Polypodium cambricum 'Omnilacerum Rickard'
(Paprotka walijska)
Kilka lat temu dostałem od Poli paprotkę, którą zdobyła gdzieś za granicą jako
Polypodium cambricum 'Mrs Marston'. Bardzo nas to ucieszyło, bo to jedna z niewielu odmian odnalezionych po latach. Na dodatek należąca do najładniejszej grupy paprotek walijskich, 'Cambrian'.
Wszystko wskazywało, że jest to odmiana właściwa, ponieważ nabierała cech pierzastości, charakterystycznej dla tej grupy... do czasu kiedy na bardziej okazałych liściach nie pokazały się zarodniki... i w tym momencie było wiadome, że niestety nie jest to pani 'Marston', ponieważ ta odmiana, jak i pozostałe z tej grupy są sterylne i nie wytwarzają zarodników...

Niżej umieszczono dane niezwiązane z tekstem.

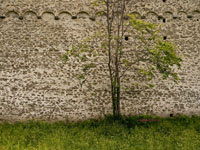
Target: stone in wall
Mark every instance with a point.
(35, 83)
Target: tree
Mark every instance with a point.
(146, 57)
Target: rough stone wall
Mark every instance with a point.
(36, 84)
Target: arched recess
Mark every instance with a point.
(100, 17)
(152, 17)
(83, 15)
(64, 15)
(136, 14)
(182, 15)
(48, 16)
(30, 15)
(168, 15)
(12, 14)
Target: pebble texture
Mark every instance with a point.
(35, 83)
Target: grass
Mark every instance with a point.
(126, 133)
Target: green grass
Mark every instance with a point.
(126, 133)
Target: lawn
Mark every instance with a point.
(126, 133)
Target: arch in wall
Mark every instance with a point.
(152, 17)
(182, 15)
(12, 14)
(83, 15)
(168, 15)
(30, 15)
(64, 15)
(101, 16)
(136, 14)
(48, 16)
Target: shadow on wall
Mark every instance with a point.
(151, 16)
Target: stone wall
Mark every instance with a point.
(35, 83)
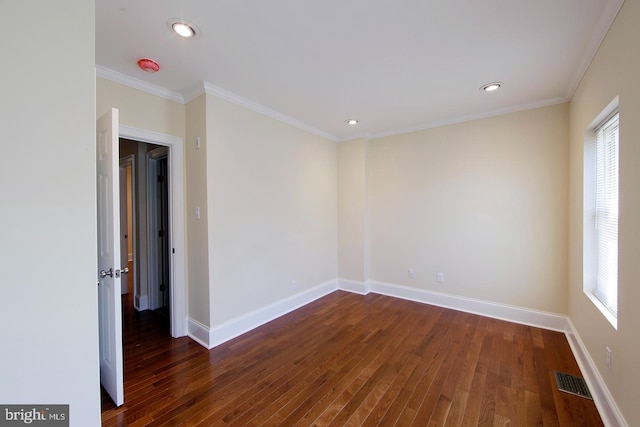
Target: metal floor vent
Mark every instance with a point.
(572, 384)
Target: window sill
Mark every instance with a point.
(613, 319)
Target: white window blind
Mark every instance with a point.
(606, 213)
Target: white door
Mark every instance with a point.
(109, 299)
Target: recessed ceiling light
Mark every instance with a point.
(490, 87)
(183, 28)
(148, 65)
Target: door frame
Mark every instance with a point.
(152, 223)
(178, 287)
(130, 161)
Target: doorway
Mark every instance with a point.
(175, 202)
(145, 225)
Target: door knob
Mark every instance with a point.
(104, 273)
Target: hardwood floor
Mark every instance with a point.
(352, 360)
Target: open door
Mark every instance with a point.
(109, 297)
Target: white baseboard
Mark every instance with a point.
(607, 407)
(141, 302)
(525, 316)
(609, 411)
(212, 337)
(361, 288)
(198, 332)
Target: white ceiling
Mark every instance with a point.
(393, 65)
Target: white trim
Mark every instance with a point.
(199, 333)
(607, 407)
(218, 92)
(362, 288)
(152, 137)
(469, 118)
(152, 224)
(598, 33)
(177, 195)
(141, 302)
(228, 330)
(525, 316)
(123, 79)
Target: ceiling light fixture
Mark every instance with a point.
(183, 28)
(490, 87)
(148, 65)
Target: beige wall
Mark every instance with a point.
(140, 109)
(272, 203)
(197, 229)
(483, 202)
(353, 210)
(48, 308)
(614, 71)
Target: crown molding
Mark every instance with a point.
(469, 118)
(132, 82)
(600, 30)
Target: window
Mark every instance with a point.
(601, 219)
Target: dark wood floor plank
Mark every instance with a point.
(350, 360)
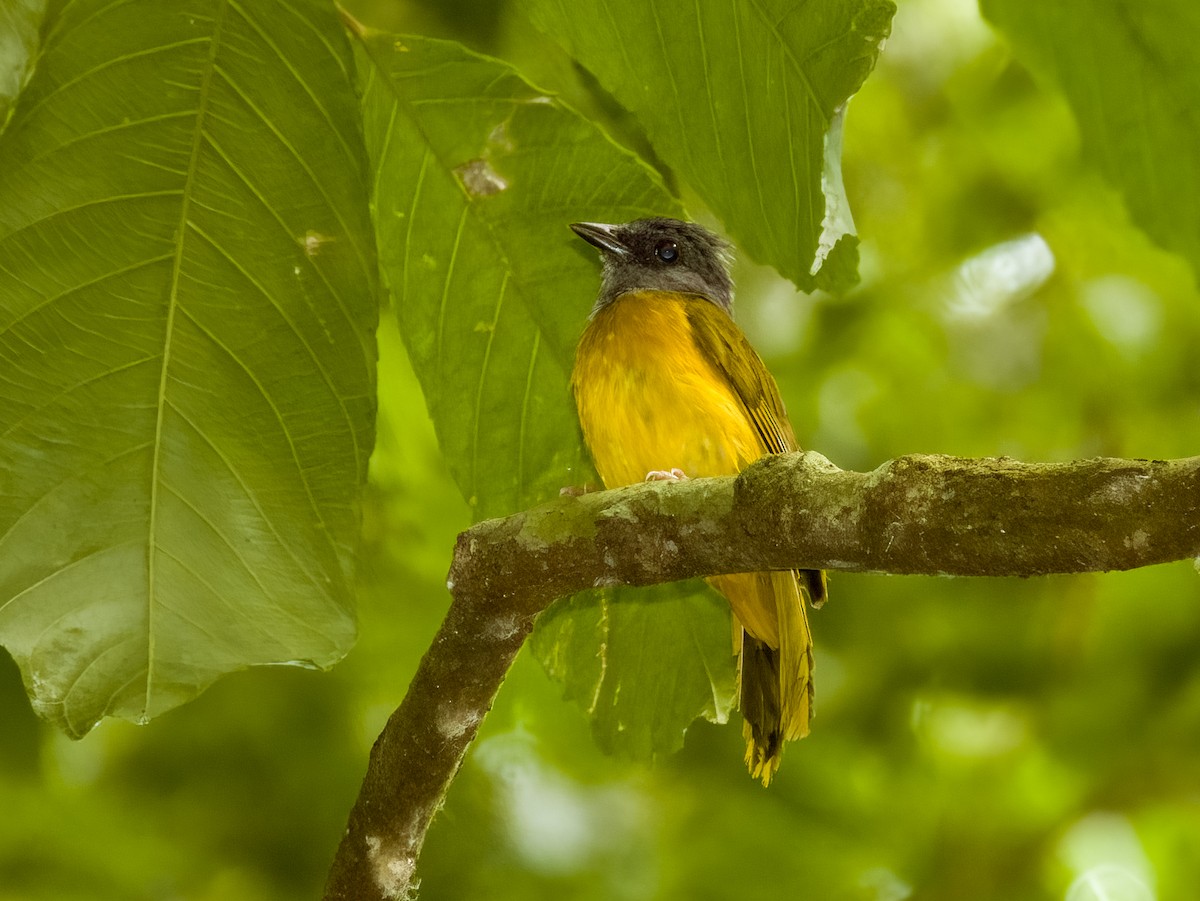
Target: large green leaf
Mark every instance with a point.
(478, 174)
(187, 300)
(1132, 76)
(739, 98)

Ponieważ nurtowało mnie co to za odmiana, która z roku na rok wyglądała ładniej, przesłałem jej zdjęcie specjaliście od paprotek, Julianowi Reedowi. Julian zasugerował, żebym porównał z odmianą 'Omnilacerum Rickard'. I rzeczywiście z opisu i zdjęcia wszystko się zgadza.
Odmiana została wyselekcjonowana w 1998r. spośród siewek 'Omilacerum Oxford' i nazwana przez nieżyjącego już Simona Savage'a. Od rodzica różni się mocniej ponacinanymi listkami, co nadaje roślinie wygląd prawdziwego 'Cambrian'... dopóki nie widać, ze zarodnikuje...
Dorosłe rośliny dorastają do
45 cm, a szerokość liścia do
20 cm.
U mnie dobrze rośnie na jasnym stanowisku, w przepuszczalnej i dość ubogiej glebie. Zimuje dobrze, bez okrywania.